I started with trying to find a a good library to record, and playback, audio. I settled with FMod since that's a Library that I have some experience with. It would also simplify the proximity part. The goal with FMod was to then extract raw data, in form of a char pointer, from the sound and then send it to another client for recreation of the sound.

The Code used for recording

I started by looking at FMod's example for recording. In their example they create a sound and get a index for a input device. They then use these to start a recording on that specific sound. It's also important to notice that they create a sound with a circular buffer with the length of one second (calculated with the microphones hertz). Altough their code for recording worked for what I needed, my method for playback would need to be changed since I can't just play it like they do.

The code I used for recording was pretty much ripped out of the example from above. The biggest change was to allow the use to choose which input device they want and that all the code for this should run on a seperate thread. I also limited the hertz of the audio to 16000, since that made it so that the size of the data was within a certain limit (under 512 bytes).

To then extract the data I used the locking and unlocking of the sound. Since the sound has a circular buffer, I just need to add the length the last bit of data to the offset and then take our current position in the sound minus the offset to get the new length. I then take the char array, and it's size, and use winsock2 to send it to the server. All the server then does is send it to all other clients.

For the playback on the other clients, all I had to do, in theory, was to then recreate the sound by feeding in the char array in the name slot and use the FMOD_OPENMEMORY setting. after that I would just need to play the sound.

Result

The result was, sadly enough, way too subpar. While I am able to get the data of the sound and send it through winsock for playback, the sound that plays back, even if I skip the network part and just play it on the same device, is not right. From what I can hear, the sound that plays seems to be slower and more robotic, and since the audio is slower, it also means it gets cut-off before the whole sound is played.

I tried increasing the frequency of the sound, but that only made it so that my voice became more high pitched, which was a expected biproduct.
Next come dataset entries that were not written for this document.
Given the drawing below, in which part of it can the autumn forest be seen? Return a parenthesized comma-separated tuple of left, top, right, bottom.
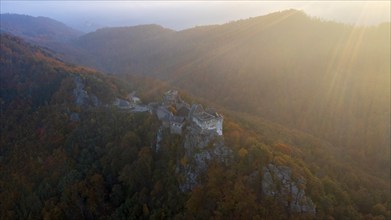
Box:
(0, 7, 390, 220)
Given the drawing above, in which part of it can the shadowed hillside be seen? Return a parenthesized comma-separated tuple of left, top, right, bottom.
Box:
(0, 13, 86, 64)
(0, 14, 83, 42)
(73, 25, 175, 72)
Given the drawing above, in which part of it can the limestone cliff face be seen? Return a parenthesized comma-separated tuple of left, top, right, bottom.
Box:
(70, 76, 101, 121)
(177, 126, 232, 191)
(151, 91, 231, 191)
(73, 76, 89, 106)
(73, 76, 100, 107)
(262, 164, 316, 214)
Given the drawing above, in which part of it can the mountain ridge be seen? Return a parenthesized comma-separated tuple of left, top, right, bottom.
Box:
(1, 31, 390, 219)
(3, 11, 389, 168)
(59, 10, 390, 177)
(0, 13, 83, 42)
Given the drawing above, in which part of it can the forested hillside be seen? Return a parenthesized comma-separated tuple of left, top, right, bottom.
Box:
(4, 12, 388, 172)
(62, 10, 390, 179)
(0, 14, 82, 42)
(1, 34, 390, 219)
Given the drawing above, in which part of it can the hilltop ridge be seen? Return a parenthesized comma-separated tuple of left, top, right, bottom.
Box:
(3, 10, 388, 179)
(0, 13, 83, 42)
(1, 10, 390, 219)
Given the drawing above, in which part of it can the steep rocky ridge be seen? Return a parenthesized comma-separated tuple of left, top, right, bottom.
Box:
(2, 33, 390, 219)
(261, 164, 316, 214)
(177, 126, 232, 191)
(38, 10, 389, 177)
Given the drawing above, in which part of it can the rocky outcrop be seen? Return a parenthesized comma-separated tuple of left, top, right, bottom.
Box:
(73, 76, 100, 107)
(154, 126, 163, 152)
(69, 112, 80, 122)
(70, 76, 102, 121)
(73, 76, 89, 106)
(262, 164, 316, 214)
(177, 126, 232, 191)
(153, 90, 231, 191)
(113, 93, 150, 112)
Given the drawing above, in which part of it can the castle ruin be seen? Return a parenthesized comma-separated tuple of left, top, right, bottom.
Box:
(156, 90, 223, 136)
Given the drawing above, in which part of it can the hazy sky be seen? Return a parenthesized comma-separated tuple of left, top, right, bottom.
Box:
(1, 1, 390, 32)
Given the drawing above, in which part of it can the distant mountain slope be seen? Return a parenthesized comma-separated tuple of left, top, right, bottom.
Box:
(72, 24, 175, 73)
(66, 10, 390, 176)
(0, 13, 86, 62)
(0, 14, 83, 42)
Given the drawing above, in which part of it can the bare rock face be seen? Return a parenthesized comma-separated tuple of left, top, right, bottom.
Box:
(73, 76, 102, 107)
(69, 112, 80, 122)
(73, 76, 89, 106)
(262, 164, 316, 214)
(70, 76, 103, 121)
(154, 90, 231, 191)
(177, 126, 231, 191)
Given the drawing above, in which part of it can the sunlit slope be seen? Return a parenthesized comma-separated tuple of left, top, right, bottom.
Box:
(167, 11, 390, 174)
(1, 33, 390, 219)
(70, 10, 390, 174)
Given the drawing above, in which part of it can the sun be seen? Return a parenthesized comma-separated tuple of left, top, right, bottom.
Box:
(358, 1, 390, 26)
The code I wrote can be downloaded here, it is not finished but if someone who is better than FMod had a look at it, they might be able to solve it. That's why I'm letting this code be "open-source", meaning that anyone can use and edit it however they want without crediting me.

Link To Download

Reflection

Even though I've written quite a lot of code in FMod recently, I am still unsure why this code produced the results that it did. The latest theory is that lock-ing the sound to extract the data also pauses the recording. The solution to that would be to create the sound using FMOD_OPENMEMORY_POINT and then feeding in my own buffer to read from, but I've been unable to test that solution since I haven't had a spare moment to do so.